There are quality differences in
types of diatomaceous earth. Possibly the basic difference is between marine
and fresh water supply deposits. Fresh water diatomites are low in silica and
apparently; some deposits contain diatomite that is not effective against bean
weevils. Exactly what properties are important has not been determined.
Farmers and gardeners who use diatomite
as an insect control give conflicting reports ranging from modest to superb
results. Users have claimed that diatomaceous earth is deadly to gypsy moth,
coddling moth, pink boll weevil, lygus bug, twig borer, thrip, mites, earwigs,
cockroaches, slugs, mosquitoes, and on and on.
Dr. John J. Grebe, for 40 years the Director of Research, basic and unclear, for the Dow Chemical Company, believed diatomaceous earth offers a major opportunity for broad-spectrum control of insects without risk or pollution. In his judgment, a positive crash program should be initiated to develop effective techniques for controlling specific insects within the specific climates. For example, he pointed out that in hot, humid weather, the outside moisture balances the internal moisture lost by scratched insects and therefore they continue to survive. He also stressed the difference of various diatomaceous earths, and the skill of the individual farmer in using a mechanical contact insect control.
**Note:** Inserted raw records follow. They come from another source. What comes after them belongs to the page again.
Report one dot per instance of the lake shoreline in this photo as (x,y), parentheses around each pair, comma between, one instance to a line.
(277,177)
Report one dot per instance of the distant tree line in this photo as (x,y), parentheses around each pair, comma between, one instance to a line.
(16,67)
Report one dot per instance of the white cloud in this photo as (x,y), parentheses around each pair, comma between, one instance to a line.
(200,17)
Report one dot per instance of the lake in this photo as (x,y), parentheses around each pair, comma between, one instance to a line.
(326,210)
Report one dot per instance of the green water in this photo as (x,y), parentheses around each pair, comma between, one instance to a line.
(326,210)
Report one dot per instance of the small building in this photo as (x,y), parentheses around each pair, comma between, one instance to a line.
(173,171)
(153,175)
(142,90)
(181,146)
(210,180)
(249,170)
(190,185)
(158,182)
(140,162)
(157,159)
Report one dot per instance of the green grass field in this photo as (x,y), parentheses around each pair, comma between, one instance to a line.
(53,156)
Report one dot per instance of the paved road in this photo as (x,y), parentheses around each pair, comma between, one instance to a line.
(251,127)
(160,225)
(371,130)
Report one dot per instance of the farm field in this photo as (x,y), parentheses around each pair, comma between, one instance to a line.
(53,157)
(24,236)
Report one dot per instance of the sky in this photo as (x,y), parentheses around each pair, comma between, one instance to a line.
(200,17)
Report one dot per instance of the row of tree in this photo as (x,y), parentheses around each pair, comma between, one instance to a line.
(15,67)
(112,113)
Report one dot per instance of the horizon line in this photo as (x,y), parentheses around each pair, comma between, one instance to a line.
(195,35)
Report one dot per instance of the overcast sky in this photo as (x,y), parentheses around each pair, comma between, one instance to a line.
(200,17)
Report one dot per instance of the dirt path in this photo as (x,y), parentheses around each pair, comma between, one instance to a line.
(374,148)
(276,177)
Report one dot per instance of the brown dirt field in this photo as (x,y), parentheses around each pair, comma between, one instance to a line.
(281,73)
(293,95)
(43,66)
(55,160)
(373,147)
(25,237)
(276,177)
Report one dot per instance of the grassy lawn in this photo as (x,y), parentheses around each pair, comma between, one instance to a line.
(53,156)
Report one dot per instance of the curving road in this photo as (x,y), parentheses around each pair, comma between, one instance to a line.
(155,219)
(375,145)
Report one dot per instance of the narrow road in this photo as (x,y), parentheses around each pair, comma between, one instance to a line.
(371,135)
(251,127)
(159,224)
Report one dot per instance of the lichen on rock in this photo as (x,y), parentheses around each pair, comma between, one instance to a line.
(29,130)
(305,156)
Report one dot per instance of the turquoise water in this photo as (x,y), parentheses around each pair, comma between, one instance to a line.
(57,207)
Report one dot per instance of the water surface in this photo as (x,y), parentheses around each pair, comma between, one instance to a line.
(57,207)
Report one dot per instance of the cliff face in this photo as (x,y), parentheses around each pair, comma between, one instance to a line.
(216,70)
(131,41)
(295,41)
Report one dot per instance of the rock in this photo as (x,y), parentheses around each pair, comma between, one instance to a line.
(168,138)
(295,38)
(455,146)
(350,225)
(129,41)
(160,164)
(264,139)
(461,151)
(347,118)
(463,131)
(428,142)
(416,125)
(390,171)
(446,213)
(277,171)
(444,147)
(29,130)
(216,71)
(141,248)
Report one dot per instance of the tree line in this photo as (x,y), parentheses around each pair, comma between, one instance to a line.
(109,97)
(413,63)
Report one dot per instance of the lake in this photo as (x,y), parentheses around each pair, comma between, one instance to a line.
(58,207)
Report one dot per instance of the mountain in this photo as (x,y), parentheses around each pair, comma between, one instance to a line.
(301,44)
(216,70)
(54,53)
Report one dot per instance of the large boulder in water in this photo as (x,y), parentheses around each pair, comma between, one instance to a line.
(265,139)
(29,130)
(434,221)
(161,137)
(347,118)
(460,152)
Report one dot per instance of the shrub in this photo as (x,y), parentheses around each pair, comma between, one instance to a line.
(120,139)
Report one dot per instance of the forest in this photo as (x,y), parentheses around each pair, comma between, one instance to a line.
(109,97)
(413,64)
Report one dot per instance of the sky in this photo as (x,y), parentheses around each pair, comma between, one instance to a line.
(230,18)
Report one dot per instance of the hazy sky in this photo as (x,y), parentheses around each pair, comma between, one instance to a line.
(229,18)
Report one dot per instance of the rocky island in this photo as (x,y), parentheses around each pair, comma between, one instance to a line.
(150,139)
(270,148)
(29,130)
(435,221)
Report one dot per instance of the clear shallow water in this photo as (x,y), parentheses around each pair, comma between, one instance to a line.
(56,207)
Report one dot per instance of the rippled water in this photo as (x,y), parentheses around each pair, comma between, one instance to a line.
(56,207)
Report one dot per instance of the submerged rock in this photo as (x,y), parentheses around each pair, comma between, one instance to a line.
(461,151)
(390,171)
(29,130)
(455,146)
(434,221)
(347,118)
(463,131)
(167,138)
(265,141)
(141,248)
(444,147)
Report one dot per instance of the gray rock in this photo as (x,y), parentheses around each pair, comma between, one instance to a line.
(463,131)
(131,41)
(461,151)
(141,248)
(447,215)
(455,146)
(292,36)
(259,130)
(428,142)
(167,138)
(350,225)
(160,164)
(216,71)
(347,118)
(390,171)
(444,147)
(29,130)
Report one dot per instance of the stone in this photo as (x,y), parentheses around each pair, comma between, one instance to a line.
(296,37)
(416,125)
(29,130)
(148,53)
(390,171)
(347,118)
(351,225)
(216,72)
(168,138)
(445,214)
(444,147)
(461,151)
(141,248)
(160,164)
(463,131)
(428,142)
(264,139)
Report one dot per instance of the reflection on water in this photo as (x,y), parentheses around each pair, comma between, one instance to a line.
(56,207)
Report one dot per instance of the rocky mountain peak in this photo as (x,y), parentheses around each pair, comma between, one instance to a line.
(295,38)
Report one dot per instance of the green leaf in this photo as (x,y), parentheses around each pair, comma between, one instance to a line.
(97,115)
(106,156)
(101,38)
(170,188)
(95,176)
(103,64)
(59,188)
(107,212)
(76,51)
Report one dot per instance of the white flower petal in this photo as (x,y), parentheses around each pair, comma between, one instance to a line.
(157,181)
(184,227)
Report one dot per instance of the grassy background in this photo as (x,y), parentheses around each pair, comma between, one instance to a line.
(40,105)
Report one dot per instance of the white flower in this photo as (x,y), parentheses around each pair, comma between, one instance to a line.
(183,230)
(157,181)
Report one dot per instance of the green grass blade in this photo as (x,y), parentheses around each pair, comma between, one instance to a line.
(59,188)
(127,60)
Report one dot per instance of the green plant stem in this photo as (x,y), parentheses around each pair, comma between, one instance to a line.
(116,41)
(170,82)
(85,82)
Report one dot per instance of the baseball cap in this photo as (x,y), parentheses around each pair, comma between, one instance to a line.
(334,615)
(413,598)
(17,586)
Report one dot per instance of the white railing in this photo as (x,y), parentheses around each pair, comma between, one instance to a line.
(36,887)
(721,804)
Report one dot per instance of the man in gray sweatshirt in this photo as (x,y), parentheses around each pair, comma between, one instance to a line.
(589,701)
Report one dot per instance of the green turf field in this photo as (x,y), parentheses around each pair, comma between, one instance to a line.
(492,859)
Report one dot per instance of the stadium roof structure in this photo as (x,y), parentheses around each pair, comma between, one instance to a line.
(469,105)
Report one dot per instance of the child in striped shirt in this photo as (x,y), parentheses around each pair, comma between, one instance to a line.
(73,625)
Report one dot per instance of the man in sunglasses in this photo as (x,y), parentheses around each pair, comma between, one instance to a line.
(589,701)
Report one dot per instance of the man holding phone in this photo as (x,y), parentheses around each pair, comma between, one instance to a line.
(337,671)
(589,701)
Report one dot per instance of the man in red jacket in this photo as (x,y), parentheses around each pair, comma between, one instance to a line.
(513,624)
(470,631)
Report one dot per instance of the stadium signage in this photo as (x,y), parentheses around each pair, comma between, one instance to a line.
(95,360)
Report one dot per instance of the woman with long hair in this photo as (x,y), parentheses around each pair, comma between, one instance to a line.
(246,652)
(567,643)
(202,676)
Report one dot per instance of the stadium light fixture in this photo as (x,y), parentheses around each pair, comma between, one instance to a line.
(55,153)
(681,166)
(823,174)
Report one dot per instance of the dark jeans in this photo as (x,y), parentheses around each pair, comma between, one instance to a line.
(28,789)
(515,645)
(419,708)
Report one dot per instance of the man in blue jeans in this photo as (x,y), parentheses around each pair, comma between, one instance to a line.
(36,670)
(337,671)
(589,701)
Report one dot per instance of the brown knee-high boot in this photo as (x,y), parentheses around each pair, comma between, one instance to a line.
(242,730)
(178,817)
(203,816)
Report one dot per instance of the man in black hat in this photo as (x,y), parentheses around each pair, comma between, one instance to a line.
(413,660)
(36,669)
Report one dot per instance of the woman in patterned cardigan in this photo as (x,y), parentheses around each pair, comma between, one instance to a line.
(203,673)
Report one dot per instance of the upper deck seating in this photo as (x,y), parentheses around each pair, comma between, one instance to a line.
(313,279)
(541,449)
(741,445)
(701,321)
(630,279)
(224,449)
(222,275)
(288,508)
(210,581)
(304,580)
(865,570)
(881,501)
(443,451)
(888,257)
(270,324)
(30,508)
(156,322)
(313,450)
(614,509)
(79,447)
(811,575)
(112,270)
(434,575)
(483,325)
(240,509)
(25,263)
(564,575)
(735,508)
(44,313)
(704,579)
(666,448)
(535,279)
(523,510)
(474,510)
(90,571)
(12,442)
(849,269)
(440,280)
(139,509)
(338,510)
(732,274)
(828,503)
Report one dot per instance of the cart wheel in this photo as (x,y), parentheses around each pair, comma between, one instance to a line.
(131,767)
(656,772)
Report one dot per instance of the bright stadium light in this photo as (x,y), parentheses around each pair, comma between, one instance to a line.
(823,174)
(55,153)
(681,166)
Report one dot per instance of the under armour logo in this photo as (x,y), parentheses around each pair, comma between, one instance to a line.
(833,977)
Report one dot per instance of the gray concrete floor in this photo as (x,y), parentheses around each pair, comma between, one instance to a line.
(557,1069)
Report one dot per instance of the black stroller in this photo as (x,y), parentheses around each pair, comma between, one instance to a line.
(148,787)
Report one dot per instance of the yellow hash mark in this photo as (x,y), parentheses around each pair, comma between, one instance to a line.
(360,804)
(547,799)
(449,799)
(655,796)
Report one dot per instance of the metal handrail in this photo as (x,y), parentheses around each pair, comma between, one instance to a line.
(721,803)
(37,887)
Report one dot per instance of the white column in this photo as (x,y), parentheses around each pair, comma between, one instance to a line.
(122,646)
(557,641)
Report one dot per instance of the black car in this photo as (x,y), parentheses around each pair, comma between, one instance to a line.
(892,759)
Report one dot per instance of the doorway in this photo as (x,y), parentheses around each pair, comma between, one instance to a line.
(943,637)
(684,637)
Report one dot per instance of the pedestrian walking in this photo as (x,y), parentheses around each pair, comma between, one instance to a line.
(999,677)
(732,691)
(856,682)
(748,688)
Fred Bracken of Palisades, Colorado,
uses diatomaceous earth to control a mixture of insects on 319 acres of
apple, peach, apricot and cherry orchards. Among these harmful insects are aphids,
brown mite, twig borer, orient fruit moth and coddling moth. His insect control
program consists of entirely conscientious applications of diatomite at night,
and averages about $25 an acre per year.
While Bracken is enthusiastic about
the effectiveness of diatomite as an insect repellent, he is pessimistic about
the average farmer's willingness to follow such a conscientious program: 95%
of your farmers today don't know about the life cycle of insects. They want
someone to tell them when to spray... you've got to get out there and know what's
going on. Using diatomite, Bracken's insect damage last year was about 2% from
twig borer on the first pick and 2% from orient fruit fly. By dusting a day
or two before harvest, there was no brown rot.
Diatomaceous earth works about as well as the farmer works. Early and conscientious applications will control a wide variety of destructive insects. Precisely what insects, how and how effectively requires more investigation and someone to do the right kind of research.